My starting point for this project was the work done on the Big Mouth Phatt Bass, my previous fishy project. The microcontroller, motor driver and the fish itself were unchanged; the only real difference is replacing the MP3 player board with an audio amplifier, so that instead of the music coming from a dedicated player, it comes direct from the ESP32. This then allowed me to write software that took a Bluetooth audio input, sent it to the I2S amplifier for playback, and triggered fish movement based on the content of that audio.

I chose the common MAX98357A audio amplifier, originally from Adafruit though I expect mine was a clone. This is well documented online, and the use of the I2S digital standard for audio meant I didn’t have to worry about audio synthesis on the ESP32 or current draw from its pins. All that was required was to grab digital data from Bluetooth and output it as I2S, getting the levels and sample rate correct.

I jumped into some breadboard prototyping, but since the motor control aspect was already well understood, I did not bother with that and only tested the audio amplifier. I set up the breadboard like this:

With reference to this helpful guide, I coded up the ESP32 to behave as a Bluetooth A2DP receiver, which would play the audio it received via I2S using three pins: 18 for WS (left/right channel select), 19 for BCLK (bit clock) and 21 for data.

With the fish’s speaker pins connected, this allowed me to play audio from my phone through the fish.

The next step was to trigger motor movement based on the audio. Now the caveat here is that the ESP32’s capability in this regard is very limited. Between the Bluetooth audio reception, the I2S output, and an FFT to detect audio, the device’s program memory is 90% full and I had to split processing across both cores. About all I could manage was to stick the head out and flap the mouth in time to any audio. This means that while the effect is good for voice assistant responses, it’s not great for music.

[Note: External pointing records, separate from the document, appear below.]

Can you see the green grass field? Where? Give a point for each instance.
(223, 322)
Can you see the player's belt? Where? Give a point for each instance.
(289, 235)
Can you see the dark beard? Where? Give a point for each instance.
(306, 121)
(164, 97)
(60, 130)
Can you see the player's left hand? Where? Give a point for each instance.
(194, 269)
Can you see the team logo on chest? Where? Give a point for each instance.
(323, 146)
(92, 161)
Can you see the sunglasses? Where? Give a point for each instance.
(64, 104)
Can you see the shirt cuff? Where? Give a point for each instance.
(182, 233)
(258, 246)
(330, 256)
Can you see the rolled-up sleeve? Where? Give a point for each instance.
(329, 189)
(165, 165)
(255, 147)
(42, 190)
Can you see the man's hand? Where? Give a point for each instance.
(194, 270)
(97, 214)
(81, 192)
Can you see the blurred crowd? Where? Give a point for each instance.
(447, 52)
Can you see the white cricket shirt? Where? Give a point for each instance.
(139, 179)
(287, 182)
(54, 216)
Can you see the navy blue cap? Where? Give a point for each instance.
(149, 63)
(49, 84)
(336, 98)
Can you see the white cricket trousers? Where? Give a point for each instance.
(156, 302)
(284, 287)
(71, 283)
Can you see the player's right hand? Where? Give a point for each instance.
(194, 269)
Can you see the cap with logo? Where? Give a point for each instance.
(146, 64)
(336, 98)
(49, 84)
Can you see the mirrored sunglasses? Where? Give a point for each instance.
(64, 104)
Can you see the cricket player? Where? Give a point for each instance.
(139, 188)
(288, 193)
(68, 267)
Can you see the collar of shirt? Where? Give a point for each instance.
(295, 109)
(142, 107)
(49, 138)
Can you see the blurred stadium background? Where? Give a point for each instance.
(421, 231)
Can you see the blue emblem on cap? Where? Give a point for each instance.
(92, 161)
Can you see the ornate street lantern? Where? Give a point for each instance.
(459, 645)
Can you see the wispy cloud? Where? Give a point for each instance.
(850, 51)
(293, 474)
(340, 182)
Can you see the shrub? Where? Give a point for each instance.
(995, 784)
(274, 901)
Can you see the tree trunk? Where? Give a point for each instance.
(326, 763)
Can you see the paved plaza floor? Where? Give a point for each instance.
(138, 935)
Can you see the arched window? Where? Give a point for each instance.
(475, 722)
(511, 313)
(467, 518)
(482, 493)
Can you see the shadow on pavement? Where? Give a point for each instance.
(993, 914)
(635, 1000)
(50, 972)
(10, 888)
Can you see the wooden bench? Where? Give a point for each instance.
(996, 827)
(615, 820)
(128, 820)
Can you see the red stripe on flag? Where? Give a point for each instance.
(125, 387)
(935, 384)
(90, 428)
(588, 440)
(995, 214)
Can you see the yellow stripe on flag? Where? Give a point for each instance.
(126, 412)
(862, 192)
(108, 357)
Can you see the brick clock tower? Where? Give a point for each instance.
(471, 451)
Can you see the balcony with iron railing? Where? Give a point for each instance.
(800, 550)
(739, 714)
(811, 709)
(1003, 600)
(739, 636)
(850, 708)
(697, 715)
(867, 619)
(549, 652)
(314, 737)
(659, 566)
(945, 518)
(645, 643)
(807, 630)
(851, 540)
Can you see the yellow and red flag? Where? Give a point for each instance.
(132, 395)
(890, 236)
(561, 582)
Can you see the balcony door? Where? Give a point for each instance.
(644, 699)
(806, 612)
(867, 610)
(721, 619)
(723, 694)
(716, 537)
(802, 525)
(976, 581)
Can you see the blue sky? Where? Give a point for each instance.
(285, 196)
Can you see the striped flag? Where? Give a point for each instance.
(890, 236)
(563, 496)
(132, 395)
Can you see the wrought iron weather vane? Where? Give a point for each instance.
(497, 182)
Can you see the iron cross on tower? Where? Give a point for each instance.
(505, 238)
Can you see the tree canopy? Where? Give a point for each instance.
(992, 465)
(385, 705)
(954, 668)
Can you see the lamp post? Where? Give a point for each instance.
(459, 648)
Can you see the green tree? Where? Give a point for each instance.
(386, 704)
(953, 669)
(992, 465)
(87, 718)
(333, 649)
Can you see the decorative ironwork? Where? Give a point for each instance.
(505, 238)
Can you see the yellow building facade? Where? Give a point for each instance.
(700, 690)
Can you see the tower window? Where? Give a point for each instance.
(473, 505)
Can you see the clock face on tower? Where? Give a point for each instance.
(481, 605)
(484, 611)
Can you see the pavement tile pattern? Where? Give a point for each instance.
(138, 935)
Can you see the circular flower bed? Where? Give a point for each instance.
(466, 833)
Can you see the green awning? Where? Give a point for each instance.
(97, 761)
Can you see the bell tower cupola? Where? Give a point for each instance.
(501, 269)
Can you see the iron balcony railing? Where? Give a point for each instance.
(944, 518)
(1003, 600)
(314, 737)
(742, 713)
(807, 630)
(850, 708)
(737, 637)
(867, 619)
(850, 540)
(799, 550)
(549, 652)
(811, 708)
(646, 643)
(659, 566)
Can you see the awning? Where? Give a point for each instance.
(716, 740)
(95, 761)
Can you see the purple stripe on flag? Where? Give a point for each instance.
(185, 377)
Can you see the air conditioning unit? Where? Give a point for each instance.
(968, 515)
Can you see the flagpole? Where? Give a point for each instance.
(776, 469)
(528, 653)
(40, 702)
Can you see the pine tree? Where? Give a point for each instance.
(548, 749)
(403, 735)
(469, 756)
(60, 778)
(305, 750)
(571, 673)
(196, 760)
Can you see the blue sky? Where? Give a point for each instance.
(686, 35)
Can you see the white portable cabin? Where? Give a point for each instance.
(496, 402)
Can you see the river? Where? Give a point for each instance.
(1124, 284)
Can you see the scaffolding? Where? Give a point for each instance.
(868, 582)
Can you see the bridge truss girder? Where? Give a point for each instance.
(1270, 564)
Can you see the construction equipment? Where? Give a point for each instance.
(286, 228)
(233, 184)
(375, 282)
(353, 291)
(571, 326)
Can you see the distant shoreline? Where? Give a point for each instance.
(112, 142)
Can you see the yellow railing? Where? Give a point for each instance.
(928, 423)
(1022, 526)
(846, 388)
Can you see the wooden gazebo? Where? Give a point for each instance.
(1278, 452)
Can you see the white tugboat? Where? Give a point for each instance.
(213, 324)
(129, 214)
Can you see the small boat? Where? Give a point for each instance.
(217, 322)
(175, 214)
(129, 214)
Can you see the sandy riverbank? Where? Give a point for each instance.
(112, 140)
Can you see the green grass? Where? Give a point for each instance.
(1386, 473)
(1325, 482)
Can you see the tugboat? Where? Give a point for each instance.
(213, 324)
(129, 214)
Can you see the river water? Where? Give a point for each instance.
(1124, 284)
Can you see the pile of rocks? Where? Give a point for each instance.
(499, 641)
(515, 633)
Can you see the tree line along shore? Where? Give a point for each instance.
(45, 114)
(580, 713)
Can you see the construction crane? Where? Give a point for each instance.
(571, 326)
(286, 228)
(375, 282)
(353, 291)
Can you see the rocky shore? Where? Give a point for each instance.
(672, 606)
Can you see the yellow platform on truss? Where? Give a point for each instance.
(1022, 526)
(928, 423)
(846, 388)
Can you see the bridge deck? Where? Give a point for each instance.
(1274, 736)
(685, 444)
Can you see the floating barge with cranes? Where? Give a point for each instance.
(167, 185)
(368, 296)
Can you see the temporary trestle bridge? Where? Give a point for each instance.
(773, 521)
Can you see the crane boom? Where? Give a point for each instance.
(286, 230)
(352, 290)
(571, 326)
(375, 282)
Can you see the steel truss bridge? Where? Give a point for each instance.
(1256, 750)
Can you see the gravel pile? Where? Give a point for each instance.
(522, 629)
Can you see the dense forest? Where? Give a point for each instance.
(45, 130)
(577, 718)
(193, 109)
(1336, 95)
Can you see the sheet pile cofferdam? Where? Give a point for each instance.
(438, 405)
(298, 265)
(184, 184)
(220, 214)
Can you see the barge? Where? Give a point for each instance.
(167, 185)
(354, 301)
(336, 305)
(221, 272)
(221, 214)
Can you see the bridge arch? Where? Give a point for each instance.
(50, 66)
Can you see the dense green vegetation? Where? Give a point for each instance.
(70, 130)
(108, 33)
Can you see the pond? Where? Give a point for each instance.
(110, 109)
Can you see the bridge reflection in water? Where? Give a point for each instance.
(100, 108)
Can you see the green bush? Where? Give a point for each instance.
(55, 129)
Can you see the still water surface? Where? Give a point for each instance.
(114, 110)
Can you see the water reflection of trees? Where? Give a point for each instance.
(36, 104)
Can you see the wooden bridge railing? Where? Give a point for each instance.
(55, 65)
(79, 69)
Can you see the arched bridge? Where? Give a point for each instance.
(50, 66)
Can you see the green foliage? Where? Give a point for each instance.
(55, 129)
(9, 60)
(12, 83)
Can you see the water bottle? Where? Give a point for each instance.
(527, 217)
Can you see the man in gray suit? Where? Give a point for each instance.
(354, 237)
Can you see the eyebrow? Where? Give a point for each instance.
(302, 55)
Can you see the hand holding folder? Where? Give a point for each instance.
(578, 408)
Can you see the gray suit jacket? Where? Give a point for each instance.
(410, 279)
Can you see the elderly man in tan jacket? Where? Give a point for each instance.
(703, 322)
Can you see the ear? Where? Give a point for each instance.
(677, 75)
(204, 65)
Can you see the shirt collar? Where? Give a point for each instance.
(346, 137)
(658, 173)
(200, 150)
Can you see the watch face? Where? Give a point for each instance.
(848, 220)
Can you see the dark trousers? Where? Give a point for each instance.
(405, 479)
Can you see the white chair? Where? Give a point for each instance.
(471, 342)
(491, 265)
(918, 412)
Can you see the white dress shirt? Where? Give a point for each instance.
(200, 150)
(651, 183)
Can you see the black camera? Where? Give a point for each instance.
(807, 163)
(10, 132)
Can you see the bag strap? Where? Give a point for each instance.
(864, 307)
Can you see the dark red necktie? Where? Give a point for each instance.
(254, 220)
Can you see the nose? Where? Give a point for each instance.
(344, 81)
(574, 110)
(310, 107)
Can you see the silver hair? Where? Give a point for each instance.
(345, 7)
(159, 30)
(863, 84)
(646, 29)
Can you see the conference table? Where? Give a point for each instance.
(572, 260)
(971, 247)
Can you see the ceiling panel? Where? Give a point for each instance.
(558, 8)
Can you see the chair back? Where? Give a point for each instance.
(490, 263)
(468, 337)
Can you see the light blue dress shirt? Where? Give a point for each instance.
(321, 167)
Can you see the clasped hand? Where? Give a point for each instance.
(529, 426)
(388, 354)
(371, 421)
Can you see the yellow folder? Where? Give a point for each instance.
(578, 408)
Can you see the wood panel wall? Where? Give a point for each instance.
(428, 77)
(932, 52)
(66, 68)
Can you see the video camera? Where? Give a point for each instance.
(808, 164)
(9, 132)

What I originally wanted to achieve was a fish that did this only for the vocals of a song, and otherwise flapped its tail to the beat. Feel free to play around with FFT bins, levels and buffer sizes if you like, but I suspect this is not achievable with the chosen hardware—detecting vocals in music is a very difficult job. As a future upgrade I may instead try a Raspberry Pi Zero 2W, running webrtcvad or similar software. The rest of the hardware could be adapted to the Pi Zero as well, for example a HiFiBerry DAC and motor driver HAT. I’m not sure yet if this would work, or fit inside the enclosure, or if powering a “real” computer from 4 AA batteries is feasible.